In the medium term, the Company is expected to grow volumes by 8-10% and revenues by 13-15% while maintaining around 20% operating margins. While Marico is a fundamentally strong business with a domestic and global distribution network as its backbone, the projected growth rates do not warrant the current trading multiples. However, it is a stock worth accumulating on dips and holding in the long term for stable healthy returns.


4. What are the risks to the investment analysis?


Risks to the analysis are:

  • Continuous competitive pressure from Dabur, HUL, Patanjali, etc., and emerging DTC brands.

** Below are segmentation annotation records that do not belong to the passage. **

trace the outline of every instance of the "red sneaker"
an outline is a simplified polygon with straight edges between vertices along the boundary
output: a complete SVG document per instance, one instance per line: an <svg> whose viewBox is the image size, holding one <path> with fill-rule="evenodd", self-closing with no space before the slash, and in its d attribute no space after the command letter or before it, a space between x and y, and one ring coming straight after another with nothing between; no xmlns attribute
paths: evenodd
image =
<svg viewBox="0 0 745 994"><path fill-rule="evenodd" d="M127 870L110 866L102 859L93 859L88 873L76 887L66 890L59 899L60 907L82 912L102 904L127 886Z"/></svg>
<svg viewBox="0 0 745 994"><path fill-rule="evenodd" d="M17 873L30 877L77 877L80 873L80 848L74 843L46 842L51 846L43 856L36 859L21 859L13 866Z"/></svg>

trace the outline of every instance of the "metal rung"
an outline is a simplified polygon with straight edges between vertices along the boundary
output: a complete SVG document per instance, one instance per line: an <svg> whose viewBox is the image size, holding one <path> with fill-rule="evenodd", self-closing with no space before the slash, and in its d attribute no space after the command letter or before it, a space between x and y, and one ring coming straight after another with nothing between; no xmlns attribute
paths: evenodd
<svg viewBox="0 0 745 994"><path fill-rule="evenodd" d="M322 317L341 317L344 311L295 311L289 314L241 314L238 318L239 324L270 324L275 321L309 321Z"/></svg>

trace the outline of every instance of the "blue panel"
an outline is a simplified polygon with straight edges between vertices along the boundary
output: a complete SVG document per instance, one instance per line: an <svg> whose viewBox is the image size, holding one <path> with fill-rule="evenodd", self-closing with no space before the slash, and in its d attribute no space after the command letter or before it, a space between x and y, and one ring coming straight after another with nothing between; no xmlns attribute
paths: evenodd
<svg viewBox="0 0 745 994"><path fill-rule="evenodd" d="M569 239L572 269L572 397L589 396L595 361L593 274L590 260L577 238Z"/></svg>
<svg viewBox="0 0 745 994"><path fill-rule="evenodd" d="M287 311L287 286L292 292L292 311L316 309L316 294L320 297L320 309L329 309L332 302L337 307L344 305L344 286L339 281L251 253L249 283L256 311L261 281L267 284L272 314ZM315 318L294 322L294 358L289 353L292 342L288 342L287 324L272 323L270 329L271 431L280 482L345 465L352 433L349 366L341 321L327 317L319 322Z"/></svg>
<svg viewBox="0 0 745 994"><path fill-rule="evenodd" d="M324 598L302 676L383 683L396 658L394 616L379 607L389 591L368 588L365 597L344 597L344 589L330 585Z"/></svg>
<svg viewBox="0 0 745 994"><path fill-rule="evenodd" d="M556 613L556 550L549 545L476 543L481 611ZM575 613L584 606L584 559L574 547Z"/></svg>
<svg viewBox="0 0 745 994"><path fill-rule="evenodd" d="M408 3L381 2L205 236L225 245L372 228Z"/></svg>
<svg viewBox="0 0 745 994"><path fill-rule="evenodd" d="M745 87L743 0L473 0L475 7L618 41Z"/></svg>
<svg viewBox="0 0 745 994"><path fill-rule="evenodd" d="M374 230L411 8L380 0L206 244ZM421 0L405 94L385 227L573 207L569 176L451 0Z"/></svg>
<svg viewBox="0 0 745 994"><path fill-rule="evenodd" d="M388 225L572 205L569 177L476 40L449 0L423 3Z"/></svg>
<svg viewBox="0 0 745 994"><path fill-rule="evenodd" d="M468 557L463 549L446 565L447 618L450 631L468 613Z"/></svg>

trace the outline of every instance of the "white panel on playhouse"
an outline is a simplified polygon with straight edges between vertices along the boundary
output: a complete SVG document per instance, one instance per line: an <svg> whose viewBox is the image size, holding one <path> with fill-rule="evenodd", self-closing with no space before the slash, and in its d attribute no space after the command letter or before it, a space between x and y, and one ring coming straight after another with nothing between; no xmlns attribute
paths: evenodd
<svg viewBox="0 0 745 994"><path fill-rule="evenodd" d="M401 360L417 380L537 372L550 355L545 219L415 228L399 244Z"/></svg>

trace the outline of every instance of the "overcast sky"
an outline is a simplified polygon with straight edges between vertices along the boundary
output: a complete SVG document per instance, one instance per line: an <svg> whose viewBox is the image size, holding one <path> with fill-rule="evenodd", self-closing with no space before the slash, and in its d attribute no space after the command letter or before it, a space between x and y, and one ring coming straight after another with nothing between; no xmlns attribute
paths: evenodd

  • Inability to increase the contribution of products other than coconut oil, value-added hair oils, and Saffola oils from 8% (domestic revenues) to a more meaningful share.

 

About the Author


I have over 15 years of experience in investment banking and wealth management. I am an engineer by background and MBA from a premier institute in India.


Disclosure


I have no stock, option or similar derivative position in any of the companies mentioned since last 30 days, and shall not initiate any such positions within the next 5 days. I wrote this article myself, and it expresses my own opinions. I am not receiving compensation for it (other than from SocInvest). I have no business relationship with any company whose stock is mentioned in this article.


I am not a SEBI registered advisor. This article is purely for educational purpose and not to be construed as an investment advice. Please consult your financial advisor before acting on it.


I have used publicly available information while writing this article.